Gapmer oligonucleotides are short polymers consisting of a DNA strand – designed with a sequence complementary to a target mRNA molecule – flanked by stabilising non-natural RNA nucleotides at either end. When these drugs enter the cell, they bind to their corresponding mRNA, forming an mRNA-DNA hybrid. This hybridisation triggers the body’s viral defence enzyme, RNase H, which naturally degrades RNA-DNA hybrids, thereby degrading the mRNA and preventing protein expression.

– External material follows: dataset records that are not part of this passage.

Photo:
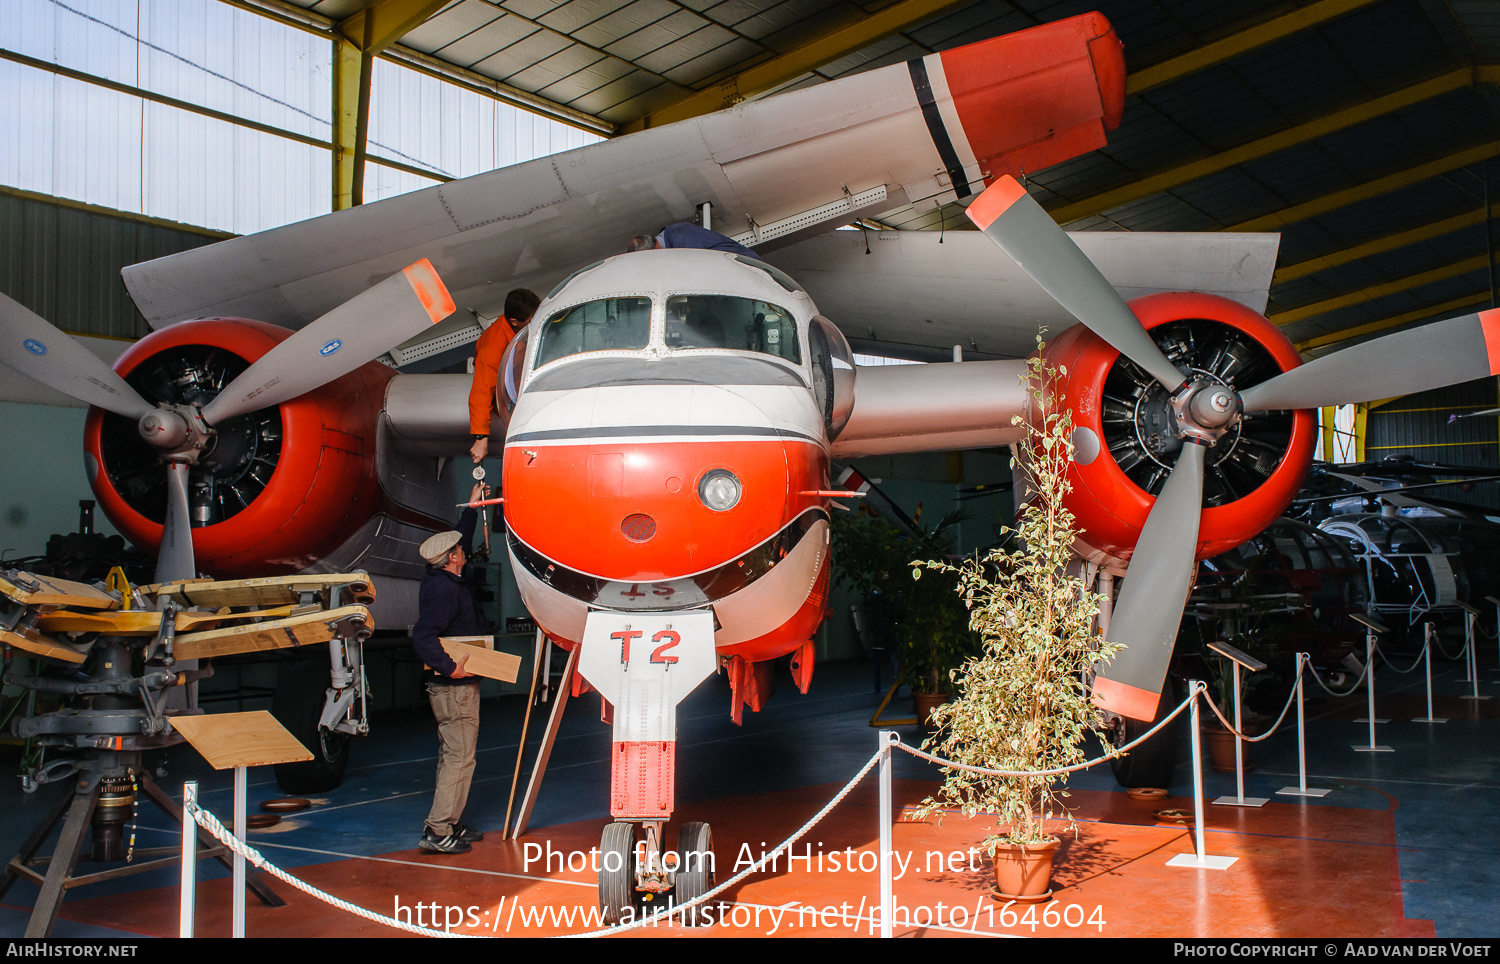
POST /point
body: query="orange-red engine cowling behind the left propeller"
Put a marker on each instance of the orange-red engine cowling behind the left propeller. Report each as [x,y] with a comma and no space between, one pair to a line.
[277,489]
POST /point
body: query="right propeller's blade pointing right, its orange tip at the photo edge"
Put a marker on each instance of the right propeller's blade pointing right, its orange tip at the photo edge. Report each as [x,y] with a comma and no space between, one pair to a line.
[1441,355]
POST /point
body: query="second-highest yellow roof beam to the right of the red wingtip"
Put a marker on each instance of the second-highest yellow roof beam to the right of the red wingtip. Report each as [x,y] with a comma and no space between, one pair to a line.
[1183,175]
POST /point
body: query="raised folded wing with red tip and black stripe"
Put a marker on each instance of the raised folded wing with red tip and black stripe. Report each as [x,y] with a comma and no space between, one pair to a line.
[781,169]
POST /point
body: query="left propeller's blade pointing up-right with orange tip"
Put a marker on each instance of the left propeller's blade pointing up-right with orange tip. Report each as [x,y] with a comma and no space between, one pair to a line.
[340,343]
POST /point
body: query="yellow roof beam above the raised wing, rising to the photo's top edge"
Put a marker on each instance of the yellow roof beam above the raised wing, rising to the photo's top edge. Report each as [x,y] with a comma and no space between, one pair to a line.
[797,62]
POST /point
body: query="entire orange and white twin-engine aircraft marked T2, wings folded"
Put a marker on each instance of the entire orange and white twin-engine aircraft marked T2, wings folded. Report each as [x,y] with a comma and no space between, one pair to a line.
[671,418]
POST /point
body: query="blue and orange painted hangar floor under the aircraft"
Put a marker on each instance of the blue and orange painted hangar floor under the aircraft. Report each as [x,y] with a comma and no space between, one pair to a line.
[1406,843]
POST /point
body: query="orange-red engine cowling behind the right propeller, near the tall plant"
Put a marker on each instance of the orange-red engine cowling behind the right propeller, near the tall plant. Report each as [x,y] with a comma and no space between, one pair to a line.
[1124,445]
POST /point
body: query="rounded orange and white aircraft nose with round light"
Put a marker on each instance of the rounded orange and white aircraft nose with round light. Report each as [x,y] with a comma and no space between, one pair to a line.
[700,486]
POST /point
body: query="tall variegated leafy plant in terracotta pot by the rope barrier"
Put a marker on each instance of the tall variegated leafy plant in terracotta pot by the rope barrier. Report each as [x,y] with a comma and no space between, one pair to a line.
[1024,704]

There are currently no approved Gapmer oligonucleotide drugs; however, several large pharmaceutical companies are actively engaged in research and development. Other approaches within the modality however, such as RNAi, have given rise to entire companies specialising in the technology – for example, Alnylam Pharmaceuticals, which boasts several marketed drugs (such as Onpattro, an RNAi therapeutic used to treat hereditary transthyretin-mediated amyloidosis).

Biological macromolecules

Biological therapies offer several significant advantages – notably, their ability to bind to or act on proteins that were previously considered undruggable by traditional small-molecule approaches. This capability is largely due to their substantial size and structural similarity to natural biological molecules. However, this very strength is also a weakness: their large size makes them difficult for the body to absorb, and their natural composition means they are often more readily degraded than small molecule alternatives.

Biological macromolecules seek to strike a compromise between classic and modern approaches. One example of this modality is cyclic peptides. Typically consisting of 10 to 20 amino acids, these peptides are cyclised – often via the N-terminus and a free cysteine residue within the chain. Their smaller size and cyclic structure allow for easier absorption, largely because they can conceal hydrophilic groups within the ring to facilitate passage through lipid membranes. In addition, cyclisation masks the N-terminus, making it less susceptible to protease enzymes and thereby reducing degradation. Nonetheless, cyclic peptides remain relatively large – often exceeding 2,000 Daltons – compared with small molecules, which typically do not exceed 500 Daltons. This intermediate size offers a balance, enabling more effective absorption and a better degradation profile while retaining some of the increased potency characteristic of traditional protein-based approaches.

One iconic example of a cyclic peptide drug is cyclosporin A, a naturally occurring blockbuster immunosuppressant widely used in organ transplantation and the management of autoimmune diseases. It marked a breakthrough by allowing the gradual phasing out of traditional steroid-based immunosuppressants, which were associated with undesirable side-effect profiles.

Conclusion

These examples illustrate just a few of the therapeutic modalities that have emerged from recent advances within the chemical biology space, and many more remain undiscovered. Perhaps we may be the generation that will live to 100!